Advanced detector and electronic device testing activities are performed at the RBI’s irradiation facility and the accelerator center (the largest experimental complex in Croatia).
The Radiation Chemistry and Dosimetry Laboratory at RBI has a high intensity gamma radiation source of Co-60 (2 PBq radioactivity) that is capable of delivering a large range of dose rates and can provide an excellent environment for radiation hardness studies. The facility is equipped with a specially designed and constructed setup with a temperature regulated environment accompanied by actively monitored dosimetric measurements.

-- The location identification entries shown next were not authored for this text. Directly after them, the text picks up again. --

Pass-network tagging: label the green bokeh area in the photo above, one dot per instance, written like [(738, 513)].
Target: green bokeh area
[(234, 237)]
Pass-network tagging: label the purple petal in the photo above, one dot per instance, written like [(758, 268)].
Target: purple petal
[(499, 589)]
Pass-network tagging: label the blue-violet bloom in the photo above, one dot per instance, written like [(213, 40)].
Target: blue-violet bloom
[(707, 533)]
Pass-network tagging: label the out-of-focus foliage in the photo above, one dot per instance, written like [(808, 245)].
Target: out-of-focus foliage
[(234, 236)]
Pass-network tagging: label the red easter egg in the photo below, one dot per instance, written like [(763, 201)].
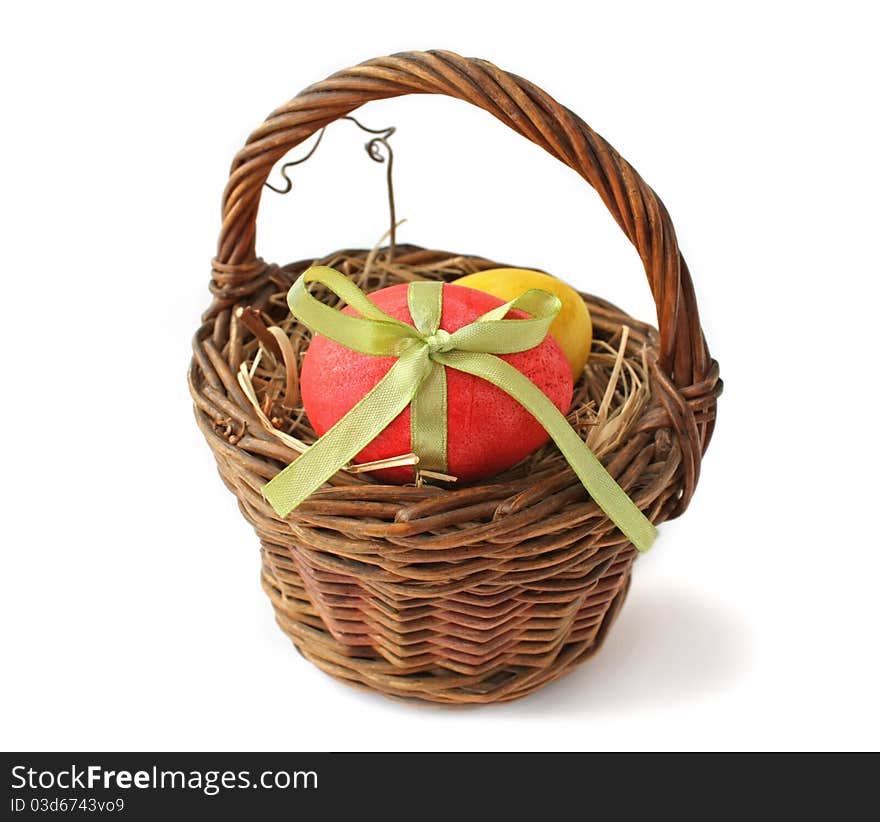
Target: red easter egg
[(487, 430)]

In this work we demonstrate that this setup is ideal for irradiation tests of both detector structures and integrated circuits.

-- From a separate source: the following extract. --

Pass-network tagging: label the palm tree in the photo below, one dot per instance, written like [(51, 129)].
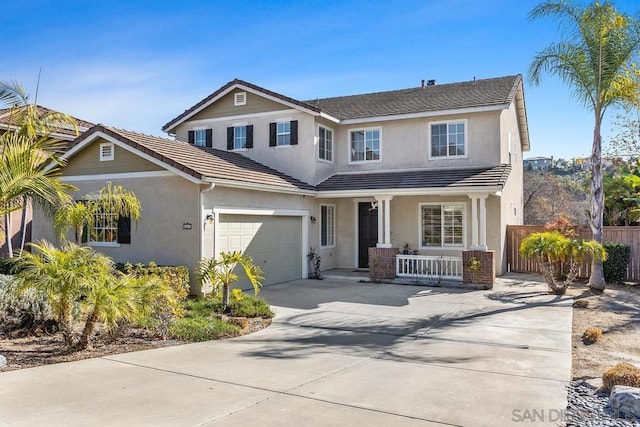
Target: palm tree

The Ion Beam facility at RBI is equipped with a microprobe system that can deliver a variety of ions (from H to Au) into a 1 μm spot size at their respective energies (maximal energy between 8 MeV for protons and 25 MeV for heavy ions). The focused IBIC technique produces a spatially resolved Charge Collection Efficiency 2D map of different pad and pixelated detector structures. Moreover, the versatile capabilities of the microprobe at RBI is capable of evaluating the behaviour under ion irradiation of specific areas and elements inside sensors and electronic circuits. This makes it the ideal tool for SEE mapping on microscopic scale and finding the sensitive circuit elements responsible for the failure of the device. The facility is able to provide a Si and Cl ion beam with energy of 25 MeV that correspond to LET of 14.5 and 17.9 MeV-cm2/mg (respectively) inside Si substrate devices. The dependence of LET with depth was observed and presented in this work.
The techniques presented here are specially relevant for HVCMOS because they need CCE, TID and pinpoint accuracy SEE analysis due to their monolithic integration of detector and read out electronics in the same dye.